HABER

Rum basınında Kıbrıs müzakereleri

LEFKOŞA (İHA) - Güvenlik, garantiler ve çözümün Türkiye Büyük Millet Meclisi tarafından onaylanması konularının Rum tarafı için baş ağrısı haline gelmekte olduğu bildirildi.

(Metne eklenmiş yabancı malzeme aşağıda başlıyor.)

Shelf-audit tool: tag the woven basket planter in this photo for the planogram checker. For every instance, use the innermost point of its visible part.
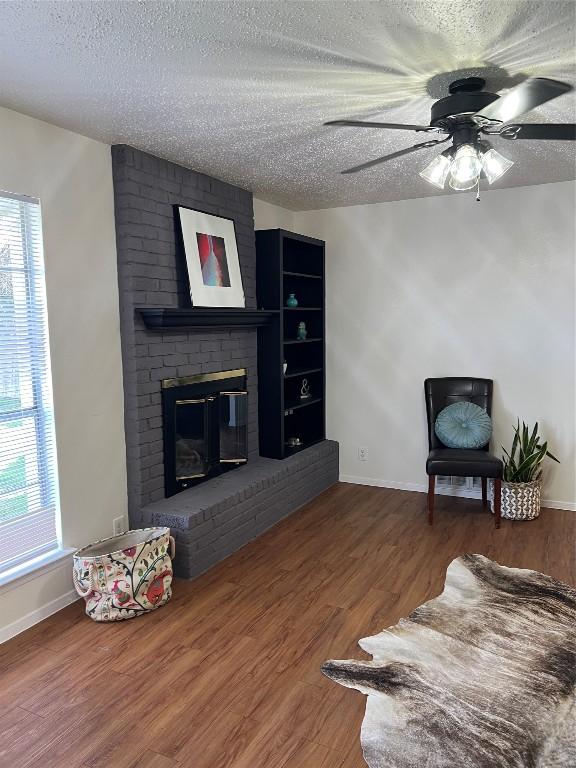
(125, 576)
(520, 501)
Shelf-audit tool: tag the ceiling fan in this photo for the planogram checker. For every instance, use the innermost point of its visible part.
(466, 117)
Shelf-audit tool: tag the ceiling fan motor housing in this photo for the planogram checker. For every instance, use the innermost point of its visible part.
(466, 98)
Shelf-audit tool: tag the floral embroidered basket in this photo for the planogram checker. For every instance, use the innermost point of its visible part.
(520, 501)
(124, 576)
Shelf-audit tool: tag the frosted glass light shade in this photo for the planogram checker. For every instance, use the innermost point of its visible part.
(494, 165)
(437, 171)
(465, 168)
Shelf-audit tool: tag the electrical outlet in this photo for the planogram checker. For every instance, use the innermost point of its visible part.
(119, 525)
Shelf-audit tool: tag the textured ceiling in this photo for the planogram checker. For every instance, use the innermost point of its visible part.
(240, 90)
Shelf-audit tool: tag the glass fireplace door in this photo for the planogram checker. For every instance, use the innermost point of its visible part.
(192, 433)
(233, 427)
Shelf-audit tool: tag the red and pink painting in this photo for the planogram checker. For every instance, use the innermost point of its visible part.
(213, 261)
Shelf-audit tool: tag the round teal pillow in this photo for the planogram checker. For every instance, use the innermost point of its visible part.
(463, 425)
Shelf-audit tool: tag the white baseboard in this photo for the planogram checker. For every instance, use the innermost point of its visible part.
(443, 491)
(37, 615)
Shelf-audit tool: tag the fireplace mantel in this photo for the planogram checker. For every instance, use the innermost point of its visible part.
(204, 317)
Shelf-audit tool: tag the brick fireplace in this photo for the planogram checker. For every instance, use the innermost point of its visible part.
(214, 519)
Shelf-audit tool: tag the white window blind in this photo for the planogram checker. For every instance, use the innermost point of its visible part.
(28, 482)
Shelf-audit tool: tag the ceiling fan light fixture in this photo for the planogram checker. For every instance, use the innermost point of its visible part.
(437, 170)
(494, 165)
(466, 168)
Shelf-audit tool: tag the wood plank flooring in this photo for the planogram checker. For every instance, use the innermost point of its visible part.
(227, 674)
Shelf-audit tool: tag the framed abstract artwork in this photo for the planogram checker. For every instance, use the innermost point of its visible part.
(211, 258)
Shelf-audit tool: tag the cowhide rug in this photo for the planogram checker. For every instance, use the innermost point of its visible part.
(483, 676)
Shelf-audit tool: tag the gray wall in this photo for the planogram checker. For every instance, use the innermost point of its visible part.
(152, 273)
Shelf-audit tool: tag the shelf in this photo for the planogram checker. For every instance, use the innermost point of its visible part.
(302, 274)
(301, 404)
(205, 317)
(304, 372)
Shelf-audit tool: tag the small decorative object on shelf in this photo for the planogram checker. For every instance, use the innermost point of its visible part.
(522, 483)
(292, 301)
(305, 390)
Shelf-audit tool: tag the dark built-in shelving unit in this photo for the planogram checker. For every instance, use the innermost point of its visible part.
(290, 263)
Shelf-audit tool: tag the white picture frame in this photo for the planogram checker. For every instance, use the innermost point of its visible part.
(211, 259)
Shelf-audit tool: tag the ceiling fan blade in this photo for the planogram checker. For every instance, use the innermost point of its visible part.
(394, 126)
(536, 131)
(400, 153)
(526, 96)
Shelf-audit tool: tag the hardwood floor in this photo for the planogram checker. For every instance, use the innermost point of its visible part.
(227, 674)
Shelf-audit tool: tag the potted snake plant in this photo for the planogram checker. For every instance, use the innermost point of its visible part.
(522, 479)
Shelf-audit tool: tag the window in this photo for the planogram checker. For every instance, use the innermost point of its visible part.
(28, 482)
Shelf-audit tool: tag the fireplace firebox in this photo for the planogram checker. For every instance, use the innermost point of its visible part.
(205, 425)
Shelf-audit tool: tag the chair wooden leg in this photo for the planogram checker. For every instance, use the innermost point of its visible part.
(484, 492)
(431, 486)
(497, 494)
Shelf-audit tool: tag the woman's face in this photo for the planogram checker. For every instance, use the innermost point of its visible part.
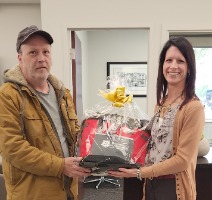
(175, 67)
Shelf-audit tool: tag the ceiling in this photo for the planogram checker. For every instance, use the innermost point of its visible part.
(19, 1)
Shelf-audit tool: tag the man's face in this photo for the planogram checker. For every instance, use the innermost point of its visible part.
(35, 59)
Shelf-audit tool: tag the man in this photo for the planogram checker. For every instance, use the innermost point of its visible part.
(38, 126)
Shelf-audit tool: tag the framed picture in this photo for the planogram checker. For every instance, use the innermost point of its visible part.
(135, 74)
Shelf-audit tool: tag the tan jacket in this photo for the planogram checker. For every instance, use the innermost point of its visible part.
(187, 130)
(30, 148)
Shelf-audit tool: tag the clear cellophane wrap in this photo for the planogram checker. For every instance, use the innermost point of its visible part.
(112, 134)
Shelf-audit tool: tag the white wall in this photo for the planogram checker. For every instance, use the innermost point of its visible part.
(58, 16)
(77, 14)
(13, 18)
(125, 45)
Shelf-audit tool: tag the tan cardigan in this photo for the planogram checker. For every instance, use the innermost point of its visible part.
(187, 130)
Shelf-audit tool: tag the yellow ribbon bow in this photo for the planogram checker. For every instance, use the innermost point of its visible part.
(117, 96)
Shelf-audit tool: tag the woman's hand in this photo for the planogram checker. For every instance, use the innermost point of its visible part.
(124, 173)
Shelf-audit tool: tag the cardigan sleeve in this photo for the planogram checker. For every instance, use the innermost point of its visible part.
(188, 127)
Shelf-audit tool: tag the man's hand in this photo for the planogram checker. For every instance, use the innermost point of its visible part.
(72, 168)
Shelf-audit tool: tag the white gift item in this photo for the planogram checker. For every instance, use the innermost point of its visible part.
(204, 147)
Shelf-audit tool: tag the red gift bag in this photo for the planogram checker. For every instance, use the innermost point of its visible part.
(93, 126)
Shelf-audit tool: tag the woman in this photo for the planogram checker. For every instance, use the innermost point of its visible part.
(176, 128)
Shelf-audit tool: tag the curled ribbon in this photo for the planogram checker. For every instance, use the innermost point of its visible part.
(117, 96)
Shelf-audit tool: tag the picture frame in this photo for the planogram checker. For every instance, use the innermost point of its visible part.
(135, 73)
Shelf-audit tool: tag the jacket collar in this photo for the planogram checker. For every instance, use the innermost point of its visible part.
(15, 75)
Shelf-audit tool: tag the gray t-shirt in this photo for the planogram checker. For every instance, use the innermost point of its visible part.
(49, 101)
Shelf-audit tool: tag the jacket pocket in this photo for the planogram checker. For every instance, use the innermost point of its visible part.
(33, 123)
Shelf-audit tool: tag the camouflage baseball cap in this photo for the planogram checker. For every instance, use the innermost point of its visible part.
(28, 32)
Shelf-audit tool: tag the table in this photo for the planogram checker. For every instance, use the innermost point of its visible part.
(133, 188)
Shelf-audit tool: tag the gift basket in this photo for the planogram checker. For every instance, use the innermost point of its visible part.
(112, 133)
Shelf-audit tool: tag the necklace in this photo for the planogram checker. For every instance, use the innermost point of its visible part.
(165, 108)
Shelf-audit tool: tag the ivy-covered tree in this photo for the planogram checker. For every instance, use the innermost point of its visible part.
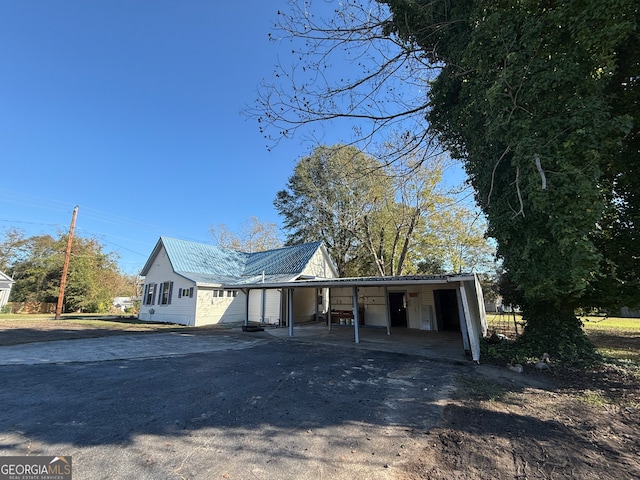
(539, 99)
(533, 97)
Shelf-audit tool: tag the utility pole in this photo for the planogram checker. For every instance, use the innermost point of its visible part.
(65, 267)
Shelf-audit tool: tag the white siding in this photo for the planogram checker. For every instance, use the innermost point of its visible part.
(319, 266)
(375, 305)
(271, 306)
(181, 310)
(213, 309)
(304, 304)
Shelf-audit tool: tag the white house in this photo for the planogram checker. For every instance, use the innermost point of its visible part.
(198, 284)
(6, 282)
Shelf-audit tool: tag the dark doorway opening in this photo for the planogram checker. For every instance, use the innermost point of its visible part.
(398, 309)
(447, 310)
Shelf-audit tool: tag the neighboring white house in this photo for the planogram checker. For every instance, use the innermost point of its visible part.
(122, 303)
(198, 284)
(6, 282)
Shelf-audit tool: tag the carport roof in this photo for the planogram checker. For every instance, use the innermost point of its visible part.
(363, 281)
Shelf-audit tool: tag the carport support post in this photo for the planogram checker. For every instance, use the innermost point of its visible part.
(473, 335)
(246, 306)
(463, 322)
(290, 311)
(329, 308)
(388, 309)
(356, 320)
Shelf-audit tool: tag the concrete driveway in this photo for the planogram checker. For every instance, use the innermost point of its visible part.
(225, 405)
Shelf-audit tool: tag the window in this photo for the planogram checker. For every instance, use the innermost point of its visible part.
(149, 294)
(165, 293)
(185, 292)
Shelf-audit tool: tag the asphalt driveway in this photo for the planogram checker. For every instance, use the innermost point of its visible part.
(227, 406)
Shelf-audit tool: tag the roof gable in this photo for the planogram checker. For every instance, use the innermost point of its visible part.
(205, 261)
(287, 260)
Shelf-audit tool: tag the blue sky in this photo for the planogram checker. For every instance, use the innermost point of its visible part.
(131, 109)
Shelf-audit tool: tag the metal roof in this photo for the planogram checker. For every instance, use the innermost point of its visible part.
(209, 264)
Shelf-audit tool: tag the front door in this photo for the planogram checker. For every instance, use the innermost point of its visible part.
(398, 309)
(447, 310)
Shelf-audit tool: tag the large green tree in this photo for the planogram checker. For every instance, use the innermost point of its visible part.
(35, 263)
(328, 197)
(376, 218)
(532, 96)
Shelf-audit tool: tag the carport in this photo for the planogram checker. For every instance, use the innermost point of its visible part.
(435, 302)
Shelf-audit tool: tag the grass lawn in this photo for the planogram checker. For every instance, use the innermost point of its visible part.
(16, 329)
(615, 338)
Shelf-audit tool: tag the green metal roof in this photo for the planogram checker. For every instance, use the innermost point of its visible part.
(205, 263)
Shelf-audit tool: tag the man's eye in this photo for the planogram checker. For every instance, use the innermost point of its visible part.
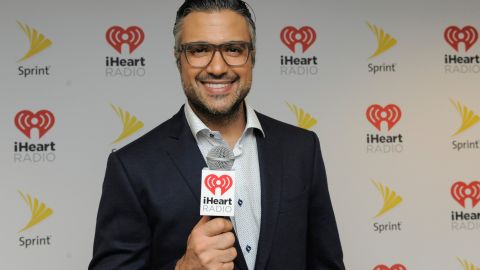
(234, 49)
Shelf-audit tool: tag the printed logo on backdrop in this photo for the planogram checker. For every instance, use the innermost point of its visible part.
(130, 123)
(393, 267)
(124, 41)
(298, 41)
(39, 212)
(390, 201)
(37, 43)
(34, 126)
(218, 193)
(467, 265)
(461, 41)
(304, 120)
(384, 43)
(469, 119)
(467, 197)
(384, 119)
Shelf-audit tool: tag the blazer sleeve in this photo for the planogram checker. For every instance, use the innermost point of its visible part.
(122, 235)
(324, 249)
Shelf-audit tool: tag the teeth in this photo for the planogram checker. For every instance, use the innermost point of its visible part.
(216, 85)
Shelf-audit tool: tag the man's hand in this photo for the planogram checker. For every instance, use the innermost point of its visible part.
(209, 246)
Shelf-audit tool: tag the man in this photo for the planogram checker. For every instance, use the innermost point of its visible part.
(149, 211)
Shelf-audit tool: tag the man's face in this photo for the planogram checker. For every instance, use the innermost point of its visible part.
(217, 89)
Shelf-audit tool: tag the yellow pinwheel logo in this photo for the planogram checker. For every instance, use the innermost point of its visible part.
(390, 198)
(39, 211)
(304, 120)
(130, 123)
(38, 42)
(384, 41)
(469, 118)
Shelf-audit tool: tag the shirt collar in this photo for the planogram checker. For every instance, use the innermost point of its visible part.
(197, 125)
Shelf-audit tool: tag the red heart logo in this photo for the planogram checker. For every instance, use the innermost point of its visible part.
(454, 35)
(391, 114)
(117, 36)
(393, 267)
(461, 191)
(290, 36)
(26, 120)
(224, 182)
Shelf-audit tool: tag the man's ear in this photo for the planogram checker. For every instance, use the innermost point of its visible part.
(176, 54)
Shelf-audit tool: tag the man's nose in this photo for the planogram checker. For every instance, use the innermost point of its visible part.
(217, 66)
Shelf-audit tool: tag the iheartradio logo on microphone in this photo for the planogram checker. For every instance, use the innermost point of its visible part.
(383, 119)
(298, 40)
(393, 267)
(124, 41)
(217, 193)
(29, 124)
(467, 195)
(461, 40)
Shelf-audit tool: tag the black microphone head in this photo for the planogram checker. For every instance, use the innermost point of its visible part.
(220, 158)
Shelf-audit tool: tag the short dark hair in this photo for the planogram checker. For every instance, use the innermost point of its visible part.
(237, 6)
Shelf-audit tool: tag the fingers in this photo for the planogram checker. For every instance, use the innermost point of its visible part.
(227, 266)
(223, 241)
(210, 245)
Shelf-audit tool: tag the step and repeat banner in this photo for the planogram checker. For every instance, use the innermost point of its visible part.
(390, 87)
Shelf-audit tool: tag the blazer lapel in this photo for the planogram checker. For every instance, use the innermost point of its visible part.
(186, 155)
(188, 159)
(270, 160)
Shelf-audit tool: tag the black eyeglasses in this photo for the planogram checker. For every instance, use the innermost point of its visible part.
(200, 54)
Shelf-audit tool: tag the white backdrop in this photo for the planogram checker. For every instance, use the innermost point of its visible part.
(337, 90)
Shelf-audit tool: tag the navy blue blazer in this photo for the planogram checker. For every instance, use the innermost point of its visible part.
(151, 200)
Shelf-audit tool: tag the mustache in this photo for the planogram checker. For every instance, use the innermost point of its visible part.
(212, 77)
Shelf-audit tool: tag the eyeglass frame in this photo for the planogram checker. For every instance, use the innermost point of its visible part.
(216, 47)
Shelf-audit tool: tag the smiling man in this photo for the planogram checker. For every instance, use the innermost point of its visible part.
(149, 211)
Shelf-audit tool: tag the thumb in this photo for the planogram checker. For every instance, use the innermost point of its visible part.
(202, 221)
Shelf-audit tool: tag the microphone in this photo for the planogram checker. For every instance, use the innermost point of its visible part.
(218, 183)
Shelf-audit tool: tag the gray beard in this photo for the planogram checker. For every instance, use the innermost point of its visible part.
(213, 115)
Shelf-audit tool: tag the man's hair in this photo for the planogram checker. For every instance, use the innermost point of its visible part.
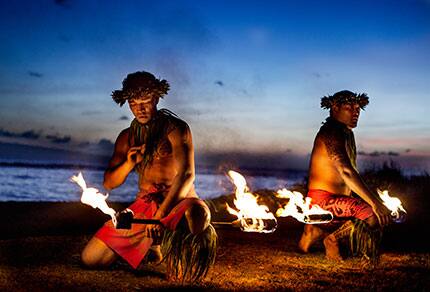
(140, 83)
(343, 97)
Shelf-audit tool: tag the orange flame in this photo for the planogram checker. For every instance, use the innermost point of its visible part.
(93, 198)
(392, 203)
(250, 214)
(301, 209)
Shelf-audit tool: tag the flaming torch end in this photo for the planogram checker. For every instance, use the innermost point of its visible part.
(318, 218)
(124, 219)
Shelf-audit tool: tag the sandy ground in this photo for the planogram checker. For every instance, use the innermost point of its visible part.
(41, 243)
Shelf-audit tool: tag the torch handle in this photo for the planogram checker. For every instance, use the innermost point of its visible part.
(146, 221)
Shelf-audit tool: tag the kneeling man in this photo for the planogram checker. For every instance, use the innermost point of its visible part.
(158, 145)
(333, 177)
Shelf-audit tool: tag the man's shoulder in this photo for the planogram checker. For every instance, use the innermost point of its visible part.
(124, 135)
(331, 131)
(175, 123)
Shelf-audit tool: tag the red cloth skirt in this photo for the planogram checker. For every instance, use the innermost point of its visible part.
(131, 244)
(341, 206)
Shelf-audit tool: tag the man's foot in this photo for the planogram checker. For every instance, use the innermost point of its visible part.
(310, 235)
(332, 248)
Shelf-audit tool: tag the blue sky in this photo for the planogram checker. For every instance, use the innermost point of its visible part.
(246, 75)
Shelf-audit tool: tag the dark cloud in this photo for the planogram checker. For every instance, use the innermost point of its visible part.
(254, 160)
(106, 143)
(29, 134)
(62, 3)
(90, 113)
(84, 144)
(219, 83)
(35, 74)
(56, 139)
(378, 153)
(64, 38)
(320, 75)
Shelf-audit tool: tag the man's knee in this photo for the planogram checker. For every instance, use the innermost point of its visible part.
(198, 218)
(372, 221)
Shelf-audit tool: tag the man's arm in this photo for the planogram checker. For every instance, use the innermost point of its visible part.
(335, 143)
(123, 161)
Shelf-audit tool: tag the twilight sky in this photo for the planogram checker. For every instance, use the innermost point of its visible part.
(246, 75)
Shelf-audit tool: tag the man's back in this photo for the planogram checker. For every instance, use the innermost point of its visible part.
(323, 174)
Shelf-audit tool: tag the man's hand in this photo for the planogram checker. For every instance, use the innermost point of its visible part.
(135, 154)
(382, 213)
(154, 231)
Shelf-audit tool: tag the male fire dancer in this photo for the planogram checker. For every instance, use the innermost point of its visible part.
(158, 145)
(333, 176)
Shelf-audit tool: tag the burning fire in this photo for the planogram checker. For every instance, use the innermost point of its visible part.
(393, 204)
(92, 197)
(301, 209)
(252, 216)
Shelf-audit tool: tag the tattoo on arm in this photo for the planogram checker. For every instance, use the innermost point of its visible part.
(335, 143)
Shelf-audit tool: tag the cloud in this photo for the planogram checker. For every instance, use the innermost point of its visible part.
(90, 113)
(64, 38)
(105, 143)
(62, 3)
(378, 153)
(29, 134)
(219, 82)
(35, 74)
(56, 139)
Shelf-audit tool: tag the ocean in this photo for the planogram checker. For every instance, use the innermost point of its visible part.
(28, 183)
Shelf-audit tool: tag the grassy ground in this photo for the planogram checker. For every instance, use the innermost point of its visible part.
(40, 245)
(245, 261)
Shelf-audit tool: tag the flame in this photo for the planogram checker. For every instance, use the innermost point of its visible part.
(92, 197)
(251, 215)
(392, 203)
(301, 209)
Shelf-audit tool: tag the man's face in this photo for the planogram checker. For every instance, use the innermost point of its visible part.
(347, 113)
(144, 107)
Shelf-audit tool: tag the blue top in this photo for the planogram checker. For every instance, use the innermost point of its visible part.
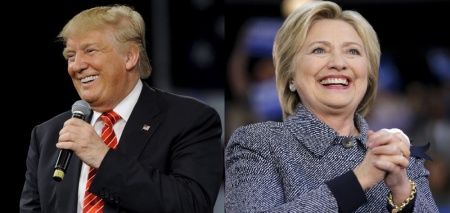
(303, 165)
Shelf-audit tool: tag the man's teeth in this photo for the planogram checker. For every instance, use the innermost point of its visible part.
(89, 78)
(328, 81)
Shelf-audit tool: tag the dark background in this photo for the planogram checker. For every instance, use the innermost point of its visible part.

Simerini gazetesi, "Güvenlik ve Çözümün Onaylanması Baş Ağrısı-Çünkü Kıbrıs Havada Kalma Tehlikesinde" başlıklı haberinde, Rum Yönetimi Başkanı Tasos Papadopulos'un güvenlik konusunun geçirilmesini, Annan Planı'nın 4. ve nihai şekliyle birlikte 9 Nisan'a kadar TBMM tarafından onaylanmasını istediğini bildirdi. Gazete, Papadopulos'un bu talebinin gerekçesinin, onayın referandumlardan sonra yapılması halinde "Kıbrıs'ın uluslararası hukuki statüsünün havada ve Türkiye'nin rehinesi olarak kalacak olması" olduğunu yazdı. Gazete, özetle şunları yazdı:

"Referandumlardan 'Evet' kararı çıkarsa, ertesi günün gece yarısı itibariyle Kıbrıs Cumhuriyeti'ne geri dönüş olmayacak. Ancak aynı zamanda, Türkiye Millet Meclisi anlaşmaya bağlı güvenlik konusuna olumsuz oy verirse, çözüm onaylanmış olmayacak ve yürürlükte bulunmayacak. Ankara'nın yanıtının 'Hayır' olması halinde, şu soru işareti doğuyor: Uluslararasında hangi statü tanınacak? Kıbrıs Türk Oluşturucu Devletçiği mi, Rum Oluşturucu Devletçiği mi, yoksa her ikisi de mi?"

Fileleftheros gazetesi "Anlaşmayla İlgili Ankara Tuzağı-Güvenliğin Referandumlardan Sonra Onaylanması Hukuki Boşluk Yaratıyor-Rum Tarafı BM'den Israrla Güvence İstiyor" başlıklı manşet haberinde, Türk tarafının güvenliğe ilişkin anlaşmanın TBMM tarafından onaylanmasıyla ilgili tutumunda ısrar ettiğini, Ankara'nın ve Cumhurbaşkanı Rauf Denktaş'ın güvenlik onayının referandumlardan sonra yapılacağını söylemeye koştuklarını, bunun Rum tarafının tepkisine neden olduğunu yazdı.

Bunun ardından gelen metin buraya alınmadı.